Eisenhower library head ousted after spat with Trump over gifting sword to King Charles
The head of former President Dwight D. Eisenhower's presidential library was forced to resign his position this week after sparring with President Donald Trump over a sword that Trump wanted to gift to King Charles during a recent state visit.
Todd Arrington was reportedly told to either resign or be fired last Monday, and he chose to resign.
“I was obviously shocked and saddened and heartbroken,” Arrington said during an interview with the Kansas News Service. “I have almost 30 years of government service. I’ve never had a bad mark against me.”
When Trump requested in August to be allowed to gift a sword that belonged to Eisenhower and was part of the library's collection to King Charles during a September visit to Great Britain.
A hard no
The sword in question was given to Eisenhower in 1947 by Queen Wilhelmina of the Netherlands. Arrington refused to release it or any other original artifact from the library collection.
He said that by law, he was obligated to preserve any artifacts for the American people.
Eventually, King Charles was gifted a replica “Cadet Saber” from West Point.
The gift was well-received but didn't have the same meaning Eisenhower's sword would have.
Not the reason
When Arrington was told to resign, the sword wasn't given as the reason. He said there hadn't been pushback over his refusal at the time.
Instead, Arrington told CBS News that he was pressured for his resignation because he “could no longer be trusted with confidential information.”

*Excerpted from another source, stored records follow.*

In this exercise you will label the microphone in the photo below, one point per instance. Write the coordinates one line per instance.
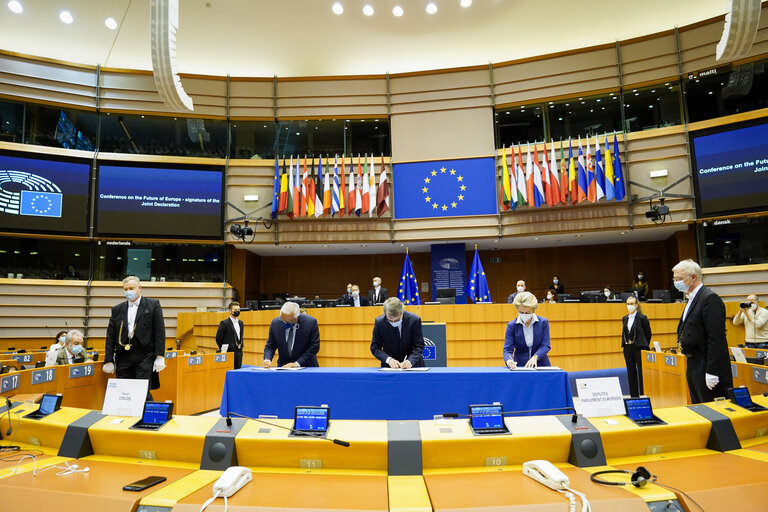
(345, 444)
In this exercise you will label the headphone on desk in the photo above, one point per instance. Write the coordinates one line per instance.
(640, 477)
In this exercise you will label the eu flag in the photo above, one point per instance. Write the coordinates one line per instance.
(40, 204)
(408, 289)
(477, 285)
(445, 188)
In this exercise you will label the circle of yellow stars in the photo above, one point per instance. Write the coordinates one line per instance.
(443, 207)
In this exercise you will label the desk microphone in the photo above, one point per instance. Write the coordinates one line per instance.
(574, 418)
(290, 429)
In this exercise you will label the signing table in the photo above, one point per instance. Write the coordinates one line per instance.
(372, 394)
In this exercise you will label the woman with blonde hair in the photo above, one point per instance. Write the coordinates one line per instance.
(526, 341)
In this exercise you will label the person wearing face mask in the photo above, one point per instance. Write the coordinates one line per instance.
(72, 350)
(377, 294)
(397, 339)
(526, 342)
(520, 288)
(635, 337)
(640, 286)
(356, 300)
(295, 336)
(701, 336)
(135, 343)
(230, 333)
(556, 285)
(755, 320)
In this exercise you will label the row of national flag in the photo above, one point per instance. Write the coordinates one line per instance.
(304, 189)
(580, 178)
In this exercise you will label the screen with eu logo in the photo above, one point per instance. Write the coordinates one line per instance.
(444, 188)
(41, 194)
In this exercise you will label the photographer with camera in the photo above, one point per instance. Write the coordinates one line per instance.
(755, 320)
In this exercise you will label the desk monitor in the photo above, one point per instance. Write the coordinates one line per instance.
(487, 419)
(310, 420)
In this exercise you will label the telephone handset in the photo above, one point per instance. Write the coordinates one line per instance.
(546, 473)
(231, 481)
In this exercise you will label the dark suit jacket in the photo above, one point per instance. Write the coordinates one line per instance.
(703, 332)
(383, 295)
(149, 334)
(306, 343)
(515, 347)
(410, 343)
(225, 335)
(640, 334)
(363, 301)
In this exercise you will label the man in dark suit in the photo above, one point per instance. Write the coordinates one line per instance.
(355, 300)
(377, 294)
(295, 336)
(397, 338)
(701, 335)
(135, 344)
(230, 333)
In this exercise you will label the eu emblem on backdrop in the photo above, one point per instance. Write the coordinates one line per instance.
(444, 188)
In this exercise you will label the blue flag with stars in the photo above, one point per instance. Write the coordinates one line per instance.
(408, 289)
(477, 284)
(444, 188)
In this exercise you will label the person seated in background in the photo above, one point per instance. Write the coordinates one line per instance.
(295, 336)
(640, 286)
(377, 294)
(356, 300)
(397, 339)
(520, 288)
(755, 320)
(70, 353)
(556, 285)
(526, 341)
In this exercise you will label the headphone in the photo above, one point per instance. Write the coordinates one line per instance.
(640, 477)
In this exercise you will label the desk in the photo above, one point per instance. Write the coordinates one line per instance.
(367, 393)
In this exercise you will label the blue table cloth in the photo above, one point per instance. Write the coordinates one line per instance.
(370, 394)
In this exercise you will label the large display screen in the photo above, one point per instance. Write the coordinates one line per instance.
(43, 194)
(730, 168)
(168, 202)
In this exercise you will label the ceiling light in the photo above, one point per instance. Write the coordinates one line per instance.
(66, 17)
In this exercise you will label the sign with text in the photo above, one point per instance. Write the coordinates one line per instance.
(600, 397)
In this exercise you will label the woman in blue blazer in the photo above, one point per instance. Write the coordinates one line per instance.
(526, 342)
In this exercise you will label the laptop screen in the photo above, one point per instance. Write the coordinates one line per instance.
(311, 419)
(484, 417)
(742, 398)
(156, 413)
(639, 408)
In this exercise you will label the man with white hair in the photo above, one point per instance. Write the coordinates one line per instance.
(701, 335)
(296, 338)
(397, 338)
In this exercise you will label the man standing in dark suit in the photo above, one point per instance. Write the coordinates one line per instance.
(230, 333)
(377, 294)
(397, 338)
(701, 335)
(135, 344)
(355, 300)
(295, 336)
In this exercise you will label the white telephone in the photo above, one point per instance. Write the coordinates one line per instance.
(231, 481)
(546, 473)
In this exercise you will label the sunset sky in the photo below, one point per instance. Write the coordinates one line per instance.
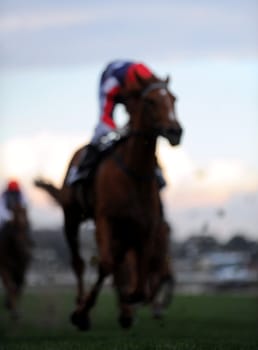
(51, 58)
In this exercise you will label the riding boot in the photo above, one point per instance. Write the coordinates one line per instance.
(160, 178)
(89, 158)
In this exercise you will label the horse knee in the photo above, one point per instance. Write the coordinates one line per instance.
(78, 265)
(106, 267)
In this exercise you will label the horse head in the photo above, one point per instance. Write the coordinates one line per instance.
(155, 104)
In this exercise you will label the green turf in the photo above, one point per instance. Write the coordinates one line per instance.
(191, 323)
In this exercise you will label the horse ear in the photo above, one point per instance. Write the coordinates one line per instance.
(141, 82)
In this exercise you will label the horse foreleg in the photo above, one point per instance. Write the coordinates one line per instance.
(78, 264)
(11, 293)
(161, 273)
(125, 280)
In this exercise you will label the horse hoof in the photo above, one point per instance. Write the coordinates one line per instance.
(135, 298)
(125, 322)
(81, 321)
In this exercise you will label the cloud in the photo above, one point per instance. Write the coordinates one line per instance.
(172, 30)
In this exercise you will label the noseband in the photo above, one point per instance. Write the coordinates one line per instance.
(154, 86)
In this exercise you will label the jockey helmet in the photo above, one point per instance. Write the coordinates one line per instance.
(137, 68)
(13, 185)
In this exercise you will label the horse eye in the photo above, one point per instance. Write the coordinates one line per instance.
(150, 102)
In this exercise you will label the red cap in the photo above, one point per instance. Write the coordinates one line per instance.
(13, 185)
(139, 69)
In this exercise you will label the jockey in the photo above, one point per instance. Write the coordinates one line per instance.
(11, 194)
(117, 75)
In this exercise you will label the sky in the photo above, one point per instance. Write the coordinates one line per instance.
(52, 54)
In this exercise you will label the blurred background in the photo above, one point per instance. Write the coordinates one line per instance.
(52, 55)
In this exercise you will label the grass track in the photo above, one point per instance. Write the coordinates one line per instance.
(220, 322)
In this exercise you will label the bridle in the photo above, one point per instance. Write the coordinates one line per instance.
(140, 133)
(153, 86)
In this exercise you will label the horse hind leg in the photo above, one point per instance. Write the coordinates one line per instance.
(72, 237)
(163, 297)
(80, 317)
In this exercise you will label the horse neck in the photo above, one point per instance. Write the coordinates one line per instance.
(20, 218)
(140, 150)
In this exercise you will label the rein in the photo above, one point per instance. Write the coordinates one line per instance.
(140, 133)
(131, 173)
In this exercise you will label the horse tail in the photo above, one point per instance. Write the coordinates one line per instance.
(52, 190)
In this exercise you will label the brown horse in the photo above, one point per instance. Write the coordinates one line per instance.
(127, 208)
(124, 201)
(15, 256)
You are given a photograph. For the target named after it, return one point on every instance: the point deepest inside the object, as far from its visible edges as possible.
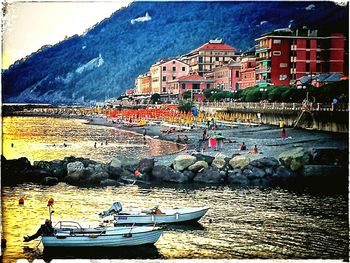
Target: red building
(227, 77)
(285, 55)
(193, 83)
(210, 55)
(248, 77)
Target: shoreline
(266, 137)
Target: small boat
(71, 234)
(155, 215)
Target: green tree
(185, 105)
(155, 98)
(186, 95)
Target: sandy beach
(267, 138)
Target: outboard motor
(115, 209)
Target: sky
(27, 26)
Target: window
(318, 67)
(308, 43)
(283, 77)
(307, 55)
(307, 68)
(283, 65)
(195, 86)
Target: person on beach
(254, 150)
(186, 138)
(144, 133)
(283, 134)
(44, 230)
(243, 147)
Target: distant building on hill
(205, 58)
(227, 76)
(248, 72)
(195, 84)
(144, 84)
(164, 71)
(285, 55)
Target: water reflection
(135, 252)
(40, 138)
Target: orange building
(213, 54)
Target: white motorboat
(71, 234)
(155, 215)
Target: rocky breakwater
(312, 164)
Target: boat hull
(113, 240)
(174, 217)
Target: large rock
(159, 171)
(74, 167)
(329, 156)
(294, 159)
(265, 162)
(146, 165)
(239, 161)
(197, 166)
(219, 163)
(49, 181)
(166, 174)
(201, 157)
(35, 175)
(116, 163)
(252, 172)
(115, 172)
(181, 162)
(210, 175)
(190, 175)
(282, 172)
(175, 177)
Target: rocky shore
(198, 168)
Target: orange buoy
(50, 202)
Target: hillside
(105, 60)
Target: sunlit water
(241, 223)
(39, 138)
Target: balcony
(263, 70)
(264, 59)
(259, 49)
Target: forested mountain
(105, 60)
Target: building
(213, 54)
(164, 71)
(192, 83)
(285, 55)
(248, 73)
(227, 77)
(144, 84)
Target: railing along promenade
(275, 106)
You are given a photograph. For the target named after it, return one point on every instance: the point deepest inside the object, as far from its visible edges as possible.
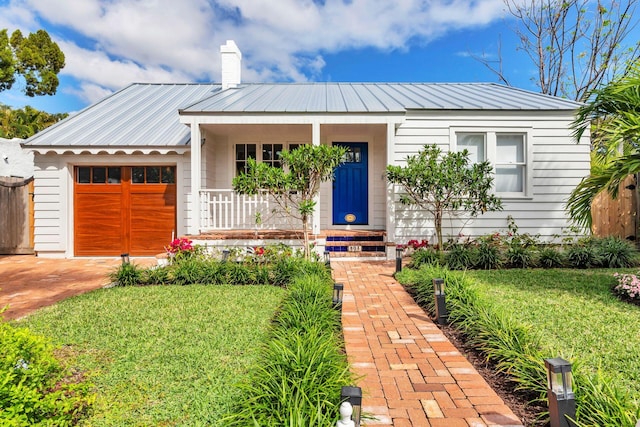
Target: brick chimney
(231, 64)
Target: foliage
(445, 185)
(628, 286)
(613, 114)
(506, 314)
(162, 356)
(36, 58)
(296, 184)
(574, 45)
(127, 274)
(298, 377)
(35, 389)
(550, 257)
(460, 257)
(425, 255)
(25, 122)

“Three other people with knowledge of the situation described the conflict over the sword," the New York Times revealed. "Two said that Mr. Arrington had also angered officials at the National Archives and Records Administration, which oversees the presidential library system, by sharing information with his staff about changes to longstanding plans for a new education center.”
“We felt very good about the way that everything worked out,” Arrington told the Kansas News Service. “It was a great feather in our cap to have helped figure out this gift for the president to present to the king.”
Trump doesn't have a say in firing someone in Arrington's position; that comes from the head Archivist of the United States. Right now, that is Secretary of State Marco Rubio, though, so Trump might as well have control over it.
The previous archivist, Colleen Shogan, had clashed with Trump over classified documents in 2021, and she was fired in February shortly after Trump took office. There's probably little that happens in the federal government without Trump's fingerprints on it right now, but thats as it should be.